To make the filling...
- Place the ricotta in a large mixing bowl, and stir it as smooth as possible with a rubber spatula.
- Stir the sugar and flour together thoroughly into the ricotta.
- Stir in the eggs 1 at a time.
- Blend in the vanilla, cinnamon, amaretto, orange zest, and salt.
- Pour batter into the prepared pan.
- Bake in a water bath [see below on how to create one] in the center of the oven for about 1 1/4 to 1 1/2 hours, until a light golden color. Make sure the center is fairly firm, and the point of a sharp knife inserted in the center comes out clean.
- Cool on a wire rack. Cover, and refrigerate at least 6 hours or overnight before removing from pan.

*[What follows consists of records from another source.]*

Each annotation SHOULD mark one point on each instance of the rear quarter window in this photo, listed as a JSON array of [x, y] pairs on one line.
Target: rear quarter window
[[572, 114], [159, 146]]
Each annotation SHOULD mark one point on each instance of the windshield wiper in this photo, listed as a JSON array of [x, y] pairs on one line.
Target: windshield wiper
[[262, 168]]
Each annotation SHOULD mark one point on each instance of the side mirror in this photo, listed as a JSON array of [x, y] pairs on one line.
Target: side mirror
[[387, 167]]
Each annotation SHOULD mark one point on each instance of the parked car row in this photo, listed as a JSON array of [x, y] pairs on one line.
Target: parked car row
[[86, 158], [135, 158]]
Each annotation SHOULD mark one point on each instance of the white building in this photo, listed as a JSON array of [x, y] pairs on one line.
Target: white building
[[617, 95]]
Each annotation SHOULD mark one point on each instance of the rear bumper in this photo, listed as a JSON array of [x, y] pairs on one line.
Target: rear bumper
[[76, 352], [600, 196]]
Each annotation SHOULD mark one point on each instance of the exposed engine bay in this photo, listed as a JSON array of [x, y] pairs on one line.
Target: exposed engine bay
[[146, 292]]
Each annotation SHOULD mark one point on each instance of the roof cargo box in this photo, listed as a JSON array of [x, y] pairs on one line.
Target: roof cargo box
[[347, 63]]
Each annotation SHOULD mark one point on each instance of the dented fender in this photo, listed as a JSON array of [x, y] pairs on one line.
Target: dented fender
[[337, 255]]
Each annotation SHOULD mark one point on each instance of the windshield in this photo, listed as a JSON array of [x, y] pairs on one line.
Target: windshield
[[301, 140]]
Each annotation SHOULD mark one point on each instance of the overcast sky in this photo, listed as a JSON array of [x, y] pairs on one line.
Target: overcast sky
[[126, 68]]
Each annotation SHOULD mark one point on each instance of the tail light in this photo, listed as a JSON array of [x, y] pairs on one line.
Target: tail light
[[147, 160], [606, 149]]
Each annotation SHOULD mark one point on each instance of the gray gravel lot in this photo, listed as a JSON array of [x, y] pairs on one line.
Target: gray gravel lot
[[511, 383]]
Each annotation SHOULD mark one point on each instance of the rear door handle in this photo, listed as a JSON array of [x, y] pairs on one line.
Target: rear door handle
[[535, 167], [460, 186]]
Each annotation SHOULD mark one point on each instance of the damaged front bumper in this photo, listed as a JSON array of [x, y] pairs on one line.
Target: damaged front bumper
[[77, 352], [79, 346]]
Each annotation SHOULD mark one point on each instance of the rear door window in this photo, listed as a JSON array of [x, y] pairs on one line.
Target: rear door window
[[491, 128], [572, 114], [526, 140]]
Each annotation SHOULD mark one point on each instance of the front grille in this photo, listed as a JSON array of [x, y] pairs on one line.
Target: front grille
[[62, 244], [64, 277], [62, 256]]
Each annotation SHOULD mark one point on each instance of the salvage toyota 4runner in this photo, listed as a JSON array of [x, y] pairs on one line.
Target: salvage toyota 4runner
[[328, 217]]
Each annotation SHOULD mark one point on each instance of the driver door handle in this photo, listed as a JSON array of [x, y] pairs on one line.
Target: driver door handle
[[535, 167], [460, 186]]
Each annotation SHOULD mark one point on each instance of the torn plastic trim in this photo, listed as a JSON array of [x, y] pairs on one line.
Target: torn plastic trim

- [optional] Top with your favorite fresh berries
Making a water bath for your cheesecake...the result of which will be a cheesecake free of cracks.
What will you need:
- A larger baking or roasting pan that will fit your springform pan inside, and be able to hold boiling water.
- Heavy duty aluminum foil.
- Heat safe oven bag.
What you will do:
- Wrap your springform pan in the heat safe oven bag
- Then wrap the heavy duty aluminum foil around the sides. The top of your springform pan should not be covered.
- Pour boiling water into the larger pan without splashing any on the cheesecake batter.
Sauternes, that goddess of wine, will be more expensive than you’re likely used to spending on wine, but it’s important to understand why.
Not only does the exact perfect weather need to happen for the grapes to be right for Sauternes (so in some years, an entire crop of grapes is left unsuited to make Sauternes), but each and every grape must be selected by hand (no machines have yet been invented to do the work).
Is it worth it? Every sip, both preceding and immediately following a delicate bite of creamy cheese cake, is both a reminder and an expression of respect for the incredible skill and dedicated labor that went into creating this liquid piece of art. And a perfect way to end a meal.
Primary Grapes: Sémillon.
Secondary Grapes: Sauvignon Blanc and Muscadelle.
Flavors: Honeyed apricots, peaches, candied citrus fruits, tropical fruits, butterscotch, marmalade, caramel and baking spices.
When visiting Chateau Climens in Barsac, Bordeaux, I took this picture while walking their rows of Sémillon grape vines. Their staff were incredibly kind, courteous, and generous with us as we participated in a vertical tasting spanning over 25 years. The acidity in Sauternes allows it to hold up nicely to time, and ages into mature, deep, rich baked notes not yet showing in younger years.
Expressing to you so much more than simply "enjoy your meal".